Ella's Kitchen (Brands) Limited
- Trade name: Ella's Kitchen
- Formerly: C2'S Productions Limited (2004–2005)
- Company type: Private
- Founded: August 19, 2004; 21 years ago in Reading, Berkshire, England, UK
- Founder: Paul Lindley
- Headquarters: Henley-on-Thames, Oxfordshire, England, UK
- Products: Organic baby and toddler food
- Number of employees: 62
- Parent: Ella's Kitchen Group Limited
- Website: ellaskitchen.co.uk

= Ella's Kitchen =

Food company

Ella's Kitchen (Brands) Limited, trading as Ella's Kitchen, is a company that makes organic baby and toddler food, sold in through retail and e-commerce internationally. Founded in 2004, the company was purchased by Hain Celestial Group in 2013.

== History ==

Ella's Kitchen was started by Paul Lindley in 2004, naming the brand after his daughter Ella. He left his job as managing director at Nickelodeon and launched the business with personal savings. The first store to launch the organic baby food was Sainsbury's in 2006. Original advertising was done through Nickelodeon whom he offered a share of revenue in exchange for free advertising.

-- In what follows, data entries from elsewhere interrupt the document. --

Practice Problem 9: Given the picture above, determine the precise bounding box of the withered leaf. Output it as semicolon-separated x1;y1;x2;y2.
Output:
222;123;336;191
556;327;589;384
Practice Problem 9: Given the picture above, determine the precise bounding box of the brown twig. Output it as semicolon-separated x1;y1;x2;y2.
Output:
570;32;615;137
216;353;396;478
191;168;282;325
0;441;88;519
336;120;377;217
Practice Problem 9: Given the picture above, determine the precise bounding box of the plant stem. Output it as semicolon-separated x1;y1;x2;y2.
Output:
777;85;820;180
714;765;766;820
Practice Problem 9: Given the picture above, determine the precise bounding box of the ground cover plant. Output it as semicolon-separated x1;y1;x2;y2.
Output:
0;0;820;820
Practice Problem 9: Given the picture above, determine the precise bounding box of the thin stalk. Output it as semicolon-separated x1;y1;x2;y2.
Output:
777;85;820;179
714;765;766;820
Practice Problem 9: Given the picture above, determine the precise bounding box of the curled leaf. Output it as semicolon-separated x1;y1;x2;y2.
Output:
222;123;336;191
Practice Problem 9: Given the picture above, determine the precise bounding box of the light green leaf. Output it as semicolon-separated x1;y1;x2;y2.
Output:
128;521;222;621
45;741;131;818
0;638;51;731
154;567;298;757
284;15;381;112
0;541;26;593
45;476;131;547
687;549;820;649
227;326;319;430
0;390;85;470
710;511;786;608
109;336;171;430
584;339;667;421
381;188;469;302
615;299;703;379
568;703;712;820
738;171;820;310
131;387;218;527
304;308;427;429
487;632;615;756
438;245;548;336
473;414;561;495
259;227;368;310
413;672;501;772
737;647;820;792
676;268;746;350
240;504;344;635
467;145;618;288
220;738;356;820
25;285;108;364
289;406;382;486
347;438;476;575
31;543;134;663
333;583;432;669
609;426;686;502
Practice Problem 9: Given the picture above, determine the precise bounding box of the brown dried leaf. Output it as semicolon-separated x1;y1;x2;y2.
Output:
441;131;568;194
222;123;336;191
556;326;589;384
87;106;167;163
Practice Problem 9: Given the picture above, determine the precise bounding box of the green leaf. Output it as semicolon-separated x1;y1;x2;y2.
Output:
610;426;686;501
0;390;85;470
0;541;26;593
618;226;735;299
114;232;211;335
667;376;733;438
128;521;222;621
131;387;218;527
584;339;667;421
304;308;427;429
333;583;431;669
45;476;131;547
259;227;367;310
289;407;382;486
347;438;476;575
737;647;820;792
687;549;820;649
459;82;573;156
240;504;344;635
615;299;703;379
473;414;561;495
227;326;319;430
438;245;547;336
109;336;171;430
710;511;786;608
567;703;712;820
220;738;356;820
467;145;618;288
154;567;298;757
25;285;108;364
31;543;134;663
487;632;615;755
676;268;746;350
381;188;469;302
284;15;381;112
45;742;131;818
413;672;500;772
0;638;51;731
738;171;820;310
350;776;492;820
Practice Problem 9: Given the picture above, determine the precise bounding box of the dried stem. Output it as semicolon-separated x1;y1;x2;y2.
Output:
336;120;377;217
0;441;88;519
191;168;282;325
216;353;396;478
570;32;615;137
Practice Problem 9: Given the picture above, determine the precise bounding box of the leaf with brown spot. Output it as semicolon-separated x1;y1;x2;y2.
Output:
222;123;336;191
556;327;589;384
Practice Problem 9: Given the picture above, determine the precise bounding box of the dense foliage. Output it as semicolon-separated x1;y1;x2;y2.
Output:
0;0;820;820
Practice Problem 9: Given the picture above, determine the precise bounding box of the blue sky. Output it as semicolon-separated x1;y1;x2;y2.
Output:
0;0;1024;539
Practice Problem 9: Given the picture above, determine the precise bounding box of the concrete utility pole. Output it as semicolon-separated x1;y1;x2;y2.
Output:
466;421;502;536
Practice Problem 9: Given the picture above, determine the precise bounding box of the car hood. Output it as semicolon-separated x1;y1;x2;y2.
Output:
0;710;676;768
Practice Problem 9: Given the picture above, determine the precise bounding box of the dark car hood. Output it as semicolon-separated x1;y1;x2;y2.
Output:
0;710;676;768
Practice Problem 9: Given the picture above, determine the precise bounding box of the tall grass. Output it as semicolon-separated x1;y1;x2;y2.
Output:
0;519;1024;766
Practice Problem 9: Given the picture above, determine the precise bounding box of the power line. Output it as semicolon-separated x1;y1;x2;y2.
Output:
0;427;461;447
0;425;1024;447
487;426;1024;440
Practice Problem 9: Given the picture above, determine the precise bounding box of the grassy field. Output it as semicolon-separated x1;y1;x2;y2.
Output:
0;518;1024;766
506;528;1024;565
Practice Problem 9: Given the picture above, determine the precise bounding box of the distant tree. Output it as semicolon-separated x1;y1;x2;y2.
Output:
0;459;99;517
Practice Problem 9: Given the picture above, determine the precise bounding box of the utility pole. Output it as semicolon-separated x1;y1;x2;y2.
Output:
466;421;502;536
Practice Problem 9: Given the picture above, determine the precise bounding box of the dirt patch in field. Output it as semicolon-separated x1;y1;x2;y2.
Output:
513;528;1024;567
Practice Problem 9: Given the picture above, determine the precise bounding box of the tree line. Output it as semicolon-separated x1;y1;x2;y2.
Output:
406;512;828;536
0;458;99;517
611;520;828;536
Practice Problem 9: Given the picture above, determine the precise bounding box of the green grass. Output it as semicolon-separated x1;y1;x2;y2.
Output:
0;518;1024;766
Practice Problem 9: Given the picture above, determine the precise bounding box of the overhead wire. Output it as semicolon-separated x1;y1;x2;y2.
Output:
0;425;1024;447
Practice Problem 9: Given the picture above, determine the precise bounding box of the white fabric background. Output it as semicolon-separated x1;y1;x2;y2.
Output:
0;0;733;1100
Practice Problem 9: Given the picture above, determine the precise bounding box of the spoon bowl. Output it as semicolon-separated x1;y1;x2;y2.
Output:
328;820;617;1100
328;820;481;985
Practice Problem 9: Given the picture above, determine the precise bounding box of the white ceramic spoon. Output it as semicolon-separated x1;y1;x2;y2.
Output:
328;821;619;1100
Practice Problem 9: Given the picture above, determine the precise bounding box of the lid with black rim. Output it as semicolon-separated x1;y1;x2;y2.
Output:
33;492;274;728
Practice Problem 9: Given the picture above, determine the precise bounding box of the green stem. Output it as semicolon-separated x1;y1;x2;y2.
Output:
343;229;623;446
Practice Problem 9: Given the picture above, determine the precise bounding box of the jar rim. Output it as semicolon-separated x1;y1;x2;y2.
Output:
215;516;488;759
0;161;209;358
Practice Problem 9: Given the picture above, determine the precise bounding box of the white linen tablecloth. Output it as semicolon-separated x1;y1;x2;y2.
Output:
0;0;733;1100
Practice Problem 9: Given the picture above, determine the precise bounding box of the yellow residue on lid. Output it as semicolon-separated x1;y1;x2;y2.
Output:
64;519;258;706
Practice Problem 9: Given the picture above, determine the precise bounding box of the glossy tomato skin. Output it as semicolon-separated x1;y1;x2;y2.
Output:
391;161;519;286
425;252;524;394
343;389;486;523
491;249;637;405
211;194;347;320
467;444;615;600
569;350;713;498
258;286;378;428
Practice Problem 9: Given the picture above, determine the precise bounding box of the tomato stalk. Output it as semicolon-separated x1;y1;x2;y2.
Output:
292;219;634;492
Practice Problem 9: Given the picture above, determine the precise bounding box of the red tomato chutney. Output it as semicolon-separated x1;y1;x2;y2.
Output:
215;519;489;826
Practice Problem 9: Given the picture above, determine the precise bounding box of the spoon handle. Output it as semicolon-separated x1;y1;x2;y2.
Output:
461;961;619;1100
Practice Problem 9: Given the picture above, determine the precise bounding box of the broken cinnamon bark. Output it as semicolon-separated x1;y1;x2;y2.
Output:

In 2009, the company expanded to Sweden, Norway, and the United States and by 2014 was the UK's best-selling baby food company. The company was purchased by Hain Celestial Group in 2013 and became part of the company's global infant, toddler and kids division.

==Products==

Ella's Kitchen manufactures and distributes organic baby food. It has approximately 80 branded food products including baby and toddler food, smoothies, snack ranges and more. It was the first brand to bring pouches to the baby food market.